The course opened in 1927 and is rich with history. Pine Lakes was designed by Robert White, a native of St. Andrews, Scotland and first president of the PGA of America, and it was the birthplace of Sports Illustrated.
A trip through the clubhouse to sample Pine Lakes’ history is a must, but a layout that remains a favorite of Myrtle Beach golfers continues to be the primary attraction.
Pine Lakes Country Club, which plays less than a mile from the Atlantic Ocean, is located in the heart of Myrtle Beach and is routed along rolling, natural dunes, allowing players to enjoy a classically designed layout and a chance to score.

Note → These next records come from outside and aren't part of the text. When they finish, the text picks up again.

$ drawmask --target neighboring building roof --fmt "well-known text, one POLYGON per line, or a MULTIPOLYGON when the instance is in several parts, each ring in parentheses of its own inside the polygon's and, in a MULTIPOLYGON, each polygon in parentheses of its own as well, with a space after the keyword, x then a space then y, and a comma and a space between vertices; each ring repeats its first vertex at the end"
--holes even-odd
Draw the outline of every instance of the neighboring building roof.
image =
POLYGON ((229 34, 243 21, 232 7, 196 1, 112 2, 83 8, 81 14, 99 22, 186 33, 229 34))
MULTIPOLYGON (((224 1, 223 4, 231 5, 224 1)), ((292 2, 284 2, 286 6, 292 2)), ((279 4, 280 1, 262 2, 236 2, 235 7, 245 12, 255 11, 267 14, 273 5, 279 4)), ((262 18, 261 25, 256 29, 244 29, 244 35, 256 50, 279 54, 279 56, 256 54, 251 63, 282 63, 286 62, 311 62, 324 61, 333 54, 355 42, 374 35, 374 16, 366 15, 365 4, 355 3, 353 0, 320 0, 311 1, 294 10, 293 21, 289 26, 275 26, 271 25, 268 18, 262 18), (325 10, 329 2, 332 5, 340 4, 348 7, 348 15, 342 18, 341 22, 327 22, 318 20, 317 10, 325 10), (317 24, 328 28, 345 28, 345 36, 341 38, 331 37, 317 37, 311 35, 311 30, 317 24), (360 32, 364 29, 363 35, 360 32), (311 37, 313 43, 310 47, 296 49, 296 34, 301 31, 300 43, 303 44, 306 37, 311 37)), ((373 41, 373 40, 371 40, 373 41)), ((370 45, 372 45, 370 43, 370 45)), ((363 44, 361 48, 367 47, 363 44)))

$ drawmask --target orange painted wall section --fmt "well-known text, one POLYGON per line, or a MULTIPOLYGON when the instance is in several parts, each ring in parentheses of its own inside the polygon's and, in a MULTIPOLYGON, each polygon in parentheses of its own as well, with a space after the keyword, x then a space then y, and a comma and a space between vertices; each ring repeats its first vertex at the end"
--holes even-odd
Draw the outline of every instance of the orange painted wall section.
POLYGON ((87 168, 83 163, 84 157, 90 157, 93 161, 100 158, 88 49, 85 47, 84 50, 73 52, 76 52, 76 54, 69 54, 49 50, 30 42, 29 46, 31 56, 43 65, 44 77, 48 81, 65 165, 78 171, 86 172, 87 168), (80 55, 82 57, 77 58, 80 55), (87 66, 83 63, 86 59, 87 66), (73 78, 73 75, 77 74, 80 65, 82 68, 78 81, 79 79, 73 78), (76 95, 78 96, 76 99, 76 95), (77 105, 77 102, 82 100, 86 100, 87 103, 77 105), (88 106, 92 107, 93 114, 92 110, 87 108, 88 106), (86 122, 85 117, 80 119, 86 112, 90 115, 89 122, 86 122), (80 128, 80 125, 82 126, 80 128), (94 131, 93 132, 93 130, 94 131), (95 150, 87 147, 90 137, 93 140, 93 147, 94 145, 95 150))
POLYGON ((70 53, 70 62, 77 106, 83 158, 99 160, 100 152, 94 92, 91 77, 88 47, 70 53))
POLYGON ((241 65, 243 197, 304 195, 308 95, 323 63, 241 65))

A 2009 renovation project guaranteed that Pine Lakes would continue to be a Myrtle Beach favorite as its centennial approaches, but a challenge that remains almost exactly as White conceived it is our Myrtle Beach Golf Hole of the Week.
No. 14 – Pine Lakes Country Club
Yardage: 438 yards (tee #4), 425 yards (tee #3), 404 yards (tee #2), 327 yards (tee #1)
On a layout that isn’t exceedingly long (6,305 yards from tee #3), the 14th hole represents a brawny challenge. An elevated tee box overlooks the course’s longest par 4, which demands a long drive for two reasons: 1) it gives players a chance to reach the green in regulation, and 2) it takes the pond, which sits approximately 120 yards from the green, largely out of play.
A short drive will leave players with a dicey shot off a downhill lie over the water, a recipe for a big number. On the bright side, the fairway is exceedingly wide and if you play the hole wisely (i.e., don’t try to hit a hero recovery shot if you have a poor drive), the challenge is manageable.
In short, if your tee shot isn’t what you want, don’t be afraid to play No. 14 as a par 5 and try to take advantage of another hole.